Fixing What is Broken (or Not)

A good friend gave me this writer’s box as a gift and I look at it every day. I think about what it says on the front, “The writer must write what he has to say, not speak it.”

I like this…because I often struggle against “reacting” with my words rather than “acting” with them. The truth is, my words have gotten me into trouble more times than I care to count.

I find myself facing a difficult situation, a broken one, and I tend to react first emotionally and then rationally. When that happens, the road to restoration is longer, harder, and more painful than if I’d stepped back for a bit.

Which brings up the whole issue of broken versus whole. Weak versus strong. Dependent versus independent. All good old American principles for making it in this world, right?

Not really.

Throughout history we can trace back individuals whose brokenness gave way to a better life, a better message, a better person.
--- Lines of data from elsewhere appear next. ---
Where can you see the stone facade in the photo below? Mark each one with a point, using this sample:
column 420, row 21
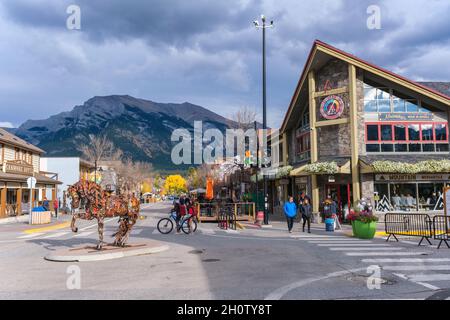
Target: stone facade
column 367, row 186
column 333, row 140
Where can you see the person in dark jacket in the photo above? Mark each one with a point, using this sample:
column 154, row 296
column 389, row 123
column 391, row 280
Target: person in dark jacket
column 290, row 211
column 306, row 214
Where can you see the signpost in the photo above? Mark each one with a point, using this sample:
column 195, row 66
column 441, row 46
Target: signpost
column 446, row 201
column 31, row 183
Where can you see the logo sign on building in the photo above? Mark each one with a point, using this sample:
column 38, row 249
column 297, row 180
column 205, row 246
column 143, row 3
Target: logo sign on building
column 403, row 116
column 332, row 107
column 412, row 177
column 31, row 182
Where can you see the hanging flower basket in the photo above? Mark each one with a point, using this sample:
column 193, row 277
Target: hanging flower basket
column 427, row 166
column 364, row 222
column 322, row 168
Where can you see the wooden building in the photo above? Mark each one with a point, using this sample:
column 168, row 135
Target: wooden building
column 19, row 160
column 356, row 130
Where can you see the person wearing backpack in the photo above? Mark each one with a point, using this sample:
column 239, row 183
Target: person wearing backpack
column 290, row 211
column 306, row 214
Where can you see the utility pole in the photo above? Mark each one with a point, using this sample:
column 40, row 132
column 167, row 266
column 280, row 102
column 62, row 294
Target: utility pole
column 263, row 27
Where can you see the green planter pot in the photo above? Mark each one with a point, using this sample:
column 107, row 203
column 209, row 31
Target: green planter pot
column 364, row 230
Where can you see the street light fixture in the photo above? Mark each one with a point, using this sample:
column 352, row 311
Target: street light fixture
column 264, row 27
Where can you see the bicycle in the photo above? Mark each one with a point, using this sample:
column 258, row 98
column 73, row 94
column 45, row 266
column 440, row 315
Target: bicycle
column 165, row 225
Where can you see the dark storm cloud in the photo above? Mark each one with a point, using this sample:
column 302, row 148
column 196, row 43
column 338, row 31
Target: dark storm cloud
column 170, row 22
column 203, row 51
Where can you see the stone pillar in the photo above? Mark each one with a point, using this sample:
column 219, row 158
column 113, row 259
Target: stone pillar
column 354, row 133
column 19, row 201
column 314, row 149
column 3, row 202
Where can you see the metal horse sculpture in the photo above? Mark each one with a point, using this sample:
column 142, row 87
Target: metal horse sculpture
column 99, row 204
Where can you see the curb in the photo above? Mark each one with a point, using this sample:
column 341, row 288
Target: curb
column 61, row 225
column 106, row 256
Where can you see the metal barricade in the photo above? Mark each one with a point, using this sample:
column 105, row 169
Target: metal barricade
column 441, row 225
column 408, row 224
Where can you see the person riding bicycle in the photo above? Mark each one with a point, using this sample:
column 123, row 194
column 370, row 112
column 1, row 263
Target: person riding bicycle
column 190, row 214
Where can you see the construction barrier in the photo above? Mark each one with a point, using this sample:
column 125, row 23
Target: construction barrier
column 408, row 224
column 441, row 230
column 243, row 211
column 41, row 217
column 226, row 219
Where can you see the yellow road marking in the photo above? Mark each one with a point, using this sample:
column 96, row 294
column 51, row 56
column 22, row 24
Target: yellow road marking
column 240, row 225
column 49, row 228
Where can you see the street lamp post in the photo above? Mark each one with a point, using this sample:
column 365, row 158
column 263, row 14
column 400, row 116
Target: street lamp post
column 263, row 27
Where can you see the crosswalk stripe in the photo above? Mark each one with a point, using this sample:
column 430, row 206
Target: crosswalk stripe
column 412, row 268
column 405, row 260
column 55, row 235
column 351, row 245
column 83, row 234
column 366, row 249
column 319, row 238
column 429, row 277
column 362, row 254
column 28, row 236
column 336, row 241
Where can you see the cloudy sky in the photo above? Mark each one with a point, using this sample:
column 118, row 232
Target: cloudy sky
column 206, row 52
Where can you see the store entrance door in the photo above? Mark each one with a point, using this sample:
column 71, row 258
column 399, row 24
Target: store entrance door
column 341, row 193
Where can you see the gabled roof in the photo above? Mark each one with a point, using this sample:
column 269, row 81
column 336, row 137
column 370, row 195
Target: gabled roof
column 10, row 139
column 323, row 47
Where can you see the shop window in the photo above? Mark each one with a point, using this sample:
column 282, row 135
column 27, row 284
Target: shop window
column 414, row 132
column 427, row 132
column 376, row 99
column 407, row 137
column 372, row 132
column 403, row 196
column 440, row 131
column 372, row 147
column 442, row 147
column 386, row 132
column 370, row 106
column 414, row 147
column 387, row 148
column 428, row 147
column 401, row 147
column 384, row 105
column 400, row 132
column 412, row 106
column 399, row 105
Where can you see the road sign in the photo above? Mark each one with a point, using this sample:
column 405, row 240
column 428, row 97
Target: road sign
column 31, row 182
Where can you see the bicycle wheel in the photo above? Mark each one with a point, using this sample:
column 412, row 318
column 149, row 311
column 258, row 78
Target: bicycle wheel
column 186, row 227
column 165, row 225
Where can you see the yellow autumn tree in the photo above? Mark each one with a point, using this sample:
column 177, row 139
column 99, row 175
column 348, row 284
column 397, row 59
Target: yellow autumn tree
column 175, row 184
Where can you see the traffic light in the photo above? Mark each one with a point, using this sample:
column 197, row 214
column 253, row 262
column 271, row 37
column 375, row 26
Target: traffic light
column 248, row 161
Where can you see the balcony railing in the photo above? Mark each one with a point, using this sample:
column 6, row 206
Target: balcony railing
column 17, row 167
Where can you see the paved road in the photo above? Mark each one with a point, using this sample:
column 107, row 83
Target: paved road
column 214, row 264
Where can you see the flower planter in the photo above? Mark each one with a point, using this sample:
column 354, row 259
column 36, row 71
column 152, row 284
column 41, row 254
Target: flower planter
column 364, row 230
column 329, row 224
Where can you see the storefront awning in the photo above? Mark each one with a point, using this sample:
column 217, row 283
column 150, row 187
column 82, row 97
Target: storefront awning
column 10, row 177
column 343, row 168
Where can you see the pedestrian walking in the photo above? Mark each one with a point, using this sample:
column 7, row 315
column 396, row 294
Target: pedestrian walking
column 46, row 204
column 55, row 207
column 306, row 214
column 290, row 210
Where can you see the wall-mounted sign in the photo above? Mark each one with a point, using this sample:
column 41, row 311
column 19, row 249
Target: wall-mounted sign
column 413, row 177
column 301, row 180
column 446, row 201
column 332, row 107
column 404, row 116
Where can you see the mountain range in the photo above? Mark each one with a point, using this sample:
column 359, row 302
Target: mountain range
column 140, row 128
A couple of examples from real life…

English composer Sir Edward Elgar once listened to young girl singing a solo from one of his own works. She had a voice of exceptional purity and clarity and range, and an almost perfect technique. When she finished, Sir Edward said softly, “She will be really great when something happens to break her heart.”

J.M. Barrie (author of Peter Pan) tells how his mother lost her favorite son, and then says, “That is where my mother got her soft eyes, and that is why other mothers ran to her when they had lost a child.” Suffering had done something for her that an easy way could never have done.

William Barclay

It is telling that people from diverse walks of life can agree that even the most gifted among us gain more after they’ve endured some personal hardship. I wish it weren’t so…but brokenness is just part of life (everyone’s life.)

Author and speaker, Sheila Walsh, says it well as she helps people view brokenness from a very different perspective.

Broken people often think “the end” has come for them. The end of joy. The end of significance. The end of hope. They seldom realize that, from God’s point of view, brokenness actually leads to a different “end” altogether: the death of self-centeredness, pride, and unconcern.

And we all know that oftentimes, the most painful “endings” usher in “beautiful” beginnings.